钟闻月摇摇头:“我也不知道,只听下人唤她一声祁夫人。”
顾卿流沉默片刻,又道:“她的儿子……”
“祁良霂!”钟闻月紧接着道:“她同我说了,她的儿子叫祁良霂。”
顾卿流又是沉默片刻,才无奈的叹息一声,戳了戳她的额头,凑近问道:“你可知那位夫人是什么人?”
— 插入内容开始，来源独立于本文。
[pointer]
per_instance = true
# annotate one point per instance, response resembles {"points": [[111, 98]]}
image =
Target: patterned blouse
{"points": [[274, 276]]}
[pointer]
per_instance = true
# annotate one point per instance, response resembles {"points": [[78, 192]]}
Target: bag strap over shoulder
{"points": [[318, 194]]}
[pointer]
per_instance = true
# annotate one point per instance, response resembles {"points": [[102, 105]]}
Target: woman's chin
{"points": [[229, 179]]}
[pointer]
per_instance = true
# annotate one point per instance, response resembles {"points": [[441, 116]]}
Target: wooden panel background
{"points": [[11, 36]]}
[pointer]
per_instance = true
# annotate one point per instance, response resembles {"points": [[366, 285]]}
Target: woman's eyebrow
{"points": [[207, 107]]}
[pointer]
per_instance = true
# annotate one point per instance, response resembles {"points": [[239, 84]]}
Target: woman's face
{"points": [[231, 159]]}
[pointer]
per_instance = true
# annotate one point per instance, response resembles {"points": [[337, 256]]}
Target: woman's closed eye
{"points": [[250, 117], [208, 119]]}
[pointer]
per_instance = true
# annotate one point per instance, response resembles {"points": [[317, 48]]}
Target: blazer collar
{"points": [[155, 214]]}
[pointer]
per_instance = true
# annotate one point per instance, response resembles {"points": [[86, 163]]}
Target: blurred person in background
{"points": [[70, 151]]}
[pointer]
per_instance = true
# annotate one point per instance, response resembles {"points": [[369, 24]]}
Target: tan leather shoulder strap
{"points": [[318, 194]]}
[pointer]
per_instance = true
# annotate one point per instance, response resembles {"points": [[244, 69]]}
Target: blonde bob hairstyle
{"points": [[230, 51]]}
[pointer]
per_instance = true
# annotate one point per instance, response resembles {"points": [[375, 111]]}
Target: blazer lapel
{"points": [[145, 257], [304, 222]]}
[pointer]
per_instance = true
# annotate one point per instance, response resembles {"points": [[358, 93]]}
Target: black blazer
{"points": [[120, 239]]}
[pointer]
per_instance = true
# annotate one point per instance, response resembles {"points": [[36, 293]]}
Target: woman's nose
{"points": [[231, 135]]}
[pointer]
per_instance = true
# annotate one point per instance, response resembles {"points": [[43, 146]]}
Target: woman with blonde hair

钟闻月茫然的摇摇头,祁夫人从来没说过她是什么人,钟闻月也没问过,她心里虽然有些猜测,但也终究只是猜测。
只见顾卿流面上尽是无奈,道:“那位是祁国公府的夫人,当年父皇还在的时候,就受封了一品诰命,平日里就是母后见着她,也是带着三分尊敬的!”
钟闻月眼睛慢慢瞪大,有些不可思议的重复了一遍:“祁国公府……的夫人?”
饶是她往这方面想过,但终究是不敢确认。前世钟闻月虽说贵为侯夫人,但那也只是在外人眼中看起来高高在上,实际上的安平侯府早已慢慢衰落,根本接触不到燕京的顶层圈子。像是四大国公府就更是看不上没有实权还被皇帝厌恶的安平侯府了。更别说自从上一任祁国公战死后就变得格外沉寂、几乎不参加任何世家活动的祁国公府了。
祁国公府的那位小国爷,因为自由在军中历练,更是没多少人知道。
“那……那位祁良霂就是祁国公府的小公爷了?”钟闻月有些不确信地道。
顾卿流轻叹道:“老祁国公就他那么一个儿子,除了他还能有谁?”他拥着钟闻月,道:“你同我说这些,是不是想让我帮着找找祁良霂?”
“不行吗?”钟闻月看着他,忐忑道。
她永远都无法忘记祁夫人直到死时还握着她的手神志不清地唤着“霂儿”,也无法忘记她最后都死不瞑目的样子。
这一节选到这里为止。